# Born of Hope debut is TOMORROW!



## WonderBroad (Nov 30, 2009)

Hey, all! Don't forget to watch _Born of Hope_ tomorrow, Dec. 1, on www.dailymotion.com or at www.bornofhope.com.

I know I will be watching!


----------



## Halasían (Jan 6, 2017)

I've watched it a few times over the years, and I think the movie is a worthy depiction of the tale.
The acting is a bit rough at times, but overall it was good entertainment.


----------



## Phuc Do (Dec 24, 2017)

What is Born of Hope? Tv series or film? I am too lazy to check it out.


----------



## CirdanLinweilin (Dec 24, 2017)

Phuc Do said:


> What is Born of Hope? Tv series or film? I am too lazy to check it out.

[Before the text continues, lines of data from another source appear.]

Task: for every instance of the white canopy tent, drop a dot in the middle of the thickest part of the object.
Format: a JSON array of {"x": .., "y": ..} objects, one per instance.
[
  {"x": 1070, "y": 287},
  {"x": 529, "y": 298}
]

A Fan-Film based on Tolkien's world. It follows Aragorn's Parents, especially Arathorn, and his family and the Dúnedain.

CL


----------



## Halasían (Dec 25, 2017)

Phuc Do said:


> What is Born of Hope? Tv series or film? I am too lazy to check it out.



Wow... you ARE lazy. You could have been lazier and typed 'Born of Hope' into Google and got the answer. Guess you needed a reason to swear.


----------



## Phuc Do (Dec 31, 2017)

hehe i guess you are right I always find an excuse for swearing.


Halasían said:


> Wow... you ARE lazy. You could have been lazier and typed 'Born of Hope' into Google and got the answer. Guess you needed a reason to swear.


----------



## Halasían (Jun 23, 2018)

I will add that Born of Hope is best watched on a computer. I watched it from YouTube on my 55" UHDTV and it appeared really rough.


----------